Your soul, or your Higher Self, has completely different perspective. The soul knows this lifetime is only one of many lifetimes it goes through. It knows life is a journey of learning and growth. The maintenance of life is not the objective of life – the soul knows and accepts the end of life. The objective of life is to learn the life lessons the soul itself chose before incarnation.
I know this is hard to accept. We are all conditioned with collective consciousness. The “evidence” of trouble is so readily observable while the truth is quiet. I still find myself go back to the fear-based place from time to time.
What I learned from my job losses
As I said in the beginning, I’ve had two layoffs since I started working in the US. First one was from the bank I worked for two years. It was my first full-time job in America. I also lost my marriage at the same time (for unrelated reasons). So I was in a big emotional mess.
What resulted was a full summer of resting and reorganizing my life without him. And just when the severance payment was drying up, a new job magically appeared in the fall. (It was with one of my former clients at the bank – apparently I earned their trust while I was working in the bank.) Looking back, I see I really needed that off time.
The second one was harder. I lost the executive assistant position with a company I really liked. Well, I liked the people there (most of them), but I was honestly getting bored with the office work and was spending more and more time painting and learning about art. So my Higher Self released me from the “boring job”. However, I couldn’t see it this way back then. So I looked and looked for a new employment.

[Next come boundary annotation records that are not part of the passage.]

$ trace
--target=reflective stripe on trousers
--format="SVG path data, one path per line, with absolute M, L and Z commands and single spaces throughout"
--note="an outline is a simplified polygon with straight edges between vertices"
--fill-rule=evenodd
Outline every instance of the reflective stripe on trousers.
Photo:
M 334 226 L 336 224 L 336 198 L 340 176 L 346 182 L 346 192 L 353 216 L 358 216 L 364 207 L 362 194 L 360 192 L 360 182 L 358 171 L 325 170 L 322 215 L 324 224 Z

The job market in Ohio at the time was so bad I could not land a new job for a year. I remember thinking of relocating to West Coast, but got scared with the even higher unemployment rate. Now from the current vantage point of view, that was my soul calling, and if I followed it, I could have saved several years out of my life.
Instead, I ignored it and took a job in Tennessee with a company that paid for my relocation. I was there for three years, again doing the same kind of office work I did before, until I finally figured out I had to follow my heart. This time, I didn’t wait until someone cut my cord and downsized me – I quit myself.
So, again, it’s very important not to freak out about your job loss. Take some adjustment time (don’t shortchange yourself, this is absolutely necessary). And let your soul guide you. Listen to your intuition.
Is there something you always wanted to do but have been putting off?
What do you really want to do? Now that you are free from the bondage of your old job, what do you choose to do?
What kind of work will better align with your life purpose?
You now know how to get the job you want, and you are certainly free to choose this path, but you might also want to consider other options. Like, if you have lots of time anyway, do you want to start a business?
The existing economy is coming to crumbles as we can all see. The old standard of “go to school, get a job, stay there” is not going to serve as standard any longer. What you can rely on, then, is yourself. This may actually be the best time to be honest with yourself and reorganize your life.